Я прикрыл голову руками.
— Дядя… — жалобно позвал я. — Мне тоже маму…
— Не смей называть её мамой, гадёныш! И я тебе не дядя! — Гай двинул по затылку, и я впечатался носом в грязный стол. — Я тебя прибью, выродок!
Нос хрустнул. Под ним стало горячо.
— Ты совсем с ума сошёл?! — прошипела тётя. — То-то и думаю, тихо так стало, заглушек тут налепил! Ну-ка проспись!
Она вытолкала дядюшку с кухни.
— Вставай, Эйр. Пошли отмываться.
Я приподнял голову и тётушка, ахнув, зашарила в ящике.
— Вот, — она прислонила кусок льда к носу. — О Арна, он совсем уже!
От тётушки веяло отчаянием, болью и усталостью. Я сидел тихо на всякий случай. Тётушка, конечно, бить вряд ли будет, но лучше не шуметь — мало ли что взбредёт в голову дяде. Точнее, Гаю. Да, Гаю и Ми. Я не могу… Перед глазами расплылось, и я вдохнул поглубже — мужчины не плачут.
— Вроде перестала, — она осторожно проверила распухший нос. — Перелома нет, слава Арне. Пойдём умоемся, держи пока лёд.
Спустя совсем немного я был уже умыт, одет в чистое, а о произошедшем напоминал только припухший нос. Ми помазала его ароматной заживляющей мазью и вздохнула.
— Прости, Эйр. Совсем с ума сошёл после праздника. Как начал пить, так не просыхает, не знаю уже, что делать. С папашей поговорю, наверное.

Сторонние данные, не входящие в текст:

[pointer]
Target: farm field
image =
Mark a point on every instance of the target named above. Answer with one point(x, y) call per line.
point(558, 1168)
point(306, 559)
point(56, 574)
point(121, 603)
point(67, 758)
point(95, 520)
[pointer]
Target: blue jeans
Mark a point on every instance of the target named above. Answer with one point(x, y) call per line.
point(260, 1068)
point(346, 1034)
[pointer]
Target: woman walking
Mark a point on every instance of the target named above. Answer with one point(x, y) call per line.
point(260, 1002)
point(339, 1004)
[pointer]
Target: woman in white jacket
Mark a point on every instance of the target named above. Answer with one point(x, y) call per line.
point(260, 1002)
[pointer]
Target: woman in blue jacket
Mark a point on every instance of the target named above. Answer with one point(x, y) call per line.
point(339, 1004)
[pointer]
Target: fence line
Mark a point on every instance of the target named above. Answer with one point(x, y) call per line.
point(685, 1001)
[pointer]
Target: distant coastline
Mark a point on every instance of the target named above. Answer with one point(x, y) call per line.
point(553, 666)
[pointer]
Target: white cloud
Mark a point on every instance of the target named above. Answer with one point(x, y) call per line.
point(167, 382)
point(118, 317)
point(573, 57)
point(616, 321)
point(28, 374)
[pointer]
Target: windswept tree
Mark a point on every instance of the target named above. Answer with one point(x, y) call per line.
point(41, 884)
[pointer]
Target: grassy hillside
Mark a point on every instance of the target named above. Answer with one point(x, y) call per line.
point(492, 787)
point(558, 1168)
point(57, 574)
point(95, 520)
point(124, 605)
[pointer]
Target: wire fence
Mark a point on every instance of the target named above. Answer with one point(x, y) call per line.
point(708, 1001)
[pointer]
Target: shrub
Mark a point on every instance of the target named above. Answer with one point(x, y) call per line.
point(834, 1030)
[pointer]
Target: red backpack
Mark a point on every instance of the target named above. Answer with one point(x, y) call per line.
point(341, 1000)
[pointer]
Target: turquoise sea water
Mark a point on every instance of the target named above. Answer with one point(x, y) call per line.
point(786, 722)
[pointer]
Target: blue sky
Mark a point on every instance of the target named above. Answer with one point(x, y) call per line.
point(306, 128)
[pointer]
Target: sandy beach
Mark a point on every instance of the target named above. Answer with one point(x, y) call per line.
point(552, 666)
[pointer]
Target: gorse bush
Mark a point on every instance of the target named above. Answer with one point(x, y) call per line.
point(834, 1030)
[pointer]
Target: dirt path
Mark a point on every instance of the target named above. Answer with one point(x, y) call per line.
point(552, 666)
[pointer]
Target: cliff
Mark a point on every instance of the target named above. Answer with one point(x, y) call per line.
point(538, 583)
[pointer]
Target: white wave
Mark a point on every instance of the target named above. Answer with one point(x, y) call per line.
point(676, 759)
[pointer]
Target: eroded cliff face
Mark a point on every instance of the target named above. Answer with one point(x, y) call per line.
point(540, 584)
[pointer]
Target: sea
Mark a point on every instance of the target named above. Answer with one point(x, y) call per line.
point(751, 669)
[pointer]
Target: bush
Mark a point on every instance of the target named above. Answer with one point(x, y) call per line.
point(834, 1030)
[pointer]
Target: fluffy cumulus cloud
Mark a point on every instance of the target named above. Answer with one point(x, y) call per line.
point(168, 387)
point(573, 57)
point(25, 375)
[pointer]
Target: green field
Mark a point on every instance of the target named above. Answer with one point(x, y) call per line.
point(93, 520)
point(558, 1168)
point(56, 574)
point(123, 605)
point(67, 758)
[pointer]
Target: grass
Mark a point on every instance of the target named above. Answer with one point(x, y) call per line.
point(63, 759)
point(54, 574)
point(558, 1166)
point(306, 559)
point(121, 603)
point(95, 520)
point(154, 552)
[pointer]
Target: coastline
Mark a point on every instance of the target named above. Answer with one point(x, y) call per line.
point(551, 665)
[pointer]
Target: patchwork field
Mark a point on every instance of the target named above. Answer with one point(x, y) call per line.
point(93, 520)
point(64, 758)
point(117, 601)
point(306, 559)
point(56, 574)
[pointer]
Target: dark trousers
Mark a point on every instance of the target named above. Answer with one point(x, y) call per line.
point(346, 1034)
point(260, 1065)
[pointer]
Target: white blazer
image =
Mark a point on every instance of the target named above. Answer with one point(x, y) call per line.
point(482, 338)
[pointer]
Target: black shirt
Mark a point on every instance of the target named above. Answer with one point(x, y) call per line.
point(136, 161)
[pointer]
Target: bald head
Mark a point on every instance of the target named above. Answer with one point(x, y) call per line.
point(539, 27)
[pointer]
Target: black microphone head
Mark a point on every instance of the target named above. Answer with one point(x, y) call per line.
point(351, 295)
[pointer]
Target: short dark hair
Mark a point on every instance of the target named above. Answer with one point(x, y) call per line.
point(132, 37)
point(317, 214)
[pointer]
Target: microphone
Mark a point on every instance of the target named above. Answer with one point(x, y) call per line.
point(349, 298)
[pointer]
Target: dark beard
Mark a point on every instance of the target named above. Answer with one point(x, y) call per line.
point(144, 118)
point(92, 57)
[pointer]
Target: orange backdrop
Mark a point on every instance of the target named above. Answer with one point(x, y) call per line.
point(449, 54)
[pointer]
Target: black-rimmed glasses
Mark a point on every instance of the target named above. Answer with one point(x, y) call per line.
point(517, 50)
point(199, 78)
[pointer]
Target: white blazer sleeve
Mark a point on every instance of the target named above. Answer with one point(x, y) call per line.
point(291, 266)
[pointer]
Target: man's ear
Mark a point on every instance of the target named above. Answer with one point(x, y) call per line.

«Папашей… Деда признаёт меня. Но могу ли я называть его дедой? Я ведь от чудовища. Нелари не хотела, Нелари плакала…». Стало вдруг очень больно и пусто. Я так хотел обнять маму, но вряд ли она хотела видеть меня.
«Захотела бы — пришла», — говорила Арха.
Но мама не приходила.
Ми убирала со стола, и я стал помогать. Может, она и не мама, но меня спасла. Меньше дяди, но легко его прогнала. Я даже доставал ей до плеча, неужели не мог сам справиться? Наверняка я сильнее Ми. Хотя вряд ли справился бы с дядей, он выглядел страшным. Просто на меня злился, а на Ми нет, потому она и смогла прогнать. Меня часто не любят просто так. И Гай, и старик, и даже мама не хотела, чтобы я был. Горько. И во рту, и на сердце.
Я собрал кружки, вылил настойку, стал намывать графин. Мне, как и Ми, хотелось стереть произошедшее отовсюду, откуда это было возможно. Вот только как я мог стереть самого себя? Ми тоже была где-то в своих мыслях — чувствовал её усталость и тоску, и эти чувства смешивались с моими и умножались. Она закинула портрет и нож на высокий шкаф, прополоскала тряпку и упёрла руки в боки.
— Так, пойдём-ка в лавку. Не трогай только ничего.
«А то я добавлю», — мрачно пошутил про себя я, хотя и понимал, что Ми вряд ли имела в виду это. Но мало ли что она имела в виду? Гай тоже вряд ли хотел прибить, а потом что-то взбрело в голову.
Я сидел рядом с прилавком и посмотрел на мирно вышивающую сестру. «Неудивительно, что мама не приходит ко мне. Вряд ли она хочет вспоминать, как меня создавали. Имею ли я право жить?».
Настроение было ужасным. Нос ныл. Отёк спал не до конца, и дышать приходилось через рот. «Стоит ли дышать? Все ненавидят меня, кроме Нира, Си и Архи. И Ни, но она неразумная. И отца, но он лучше бы не приходил. И Кона, но и он приносит одни проблемы. И Юру с Ми». Я задумался. Получилось, что есть довольно много тех, кому я дорог. Но есть ли в этом смысл, если моя мама не хочет видеть меня?